Suppose you have a binary classifier. It looks at things and tries to guess whether they’re Dogs or Not Dogs.
More precisely, the classifier outputs a numeric score, which is higher for things it thinks are more likely to be Dogs.
There are a bunch of ways to assess how good the classifier is. Many of them, like false-positive rate and false-negative rate, start by forcing your classifier to output discrete predictions instead of scores:
Fix some threshold. Anything higher is a “predicted Dog”, anything lower is a “predicted Not Dog”.
See how often the classifier correctly predicts that Dogs are Dogs, and how often it correctly predicts that Not Dogs are Not Dogs.
Calculate some function of those numbers.
A lot of metrics — like F1 score — also assume a population with a particular ratio of Dogs to Not Dogs, which can be problematic in some applications.
The AUC metric doesn’t require a fixed threshold. Instead, it works as follows:
Select a random Dog and a random Not Dog.
Compare the score for the Dog to the score for the Not Dog.

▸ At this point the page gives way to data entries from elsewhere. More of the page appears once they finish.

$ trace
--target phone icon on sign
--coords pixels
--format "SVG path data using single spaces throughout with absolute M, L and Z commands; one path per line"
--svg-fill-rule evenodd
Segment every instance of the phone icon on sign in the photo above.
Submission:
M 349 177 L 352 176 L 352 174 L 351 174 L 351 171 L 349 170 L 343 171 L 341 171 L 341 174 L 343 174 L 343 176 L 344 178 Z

Repeat steps 1-2 many times. AUC is the fraction of times the Dog scored higher.
Or rather, that’s one way to define it. The other way is to draw the ROC curve, which plots the relationship between true-positive rate (sensitivity) and false-positive rate (1-specificity) as the classification threshold is varied. AUC is the Area Under this Curve. That means it’s also the average sensitivity (averaged across every possible specificity), and the average specificity (averaged across sensitivities). If this is confusing, google [ROC AUC] for lots of explanations with more detail and nice pictures.
AUC is nice because of the threshold-independence, and because it’s invariant under strictly-monotonic rescaling of the classifier score. It also tells you about (an average of) the classifier’s performance in different threshold regimes.
Sometimes, though, you care more about some regimes than others. For example, maybe you’re okay with misclassifying 25% of Not Dogs as Dogs, but if you classify even 1% of Dogs as Not Dogs then it’s a total disaster. Equivalently, suppose you care more about low thresholds for Dogness score, or the high-sensitivity / low-specificity corner of the ROC curve.
As I recently figured out, you can generalize AUC to this case! Let’s call it N-AUC.
There are two ways to define N-AUC, just as with AUC. First way:
Select N random Dogs and one random Not Dog.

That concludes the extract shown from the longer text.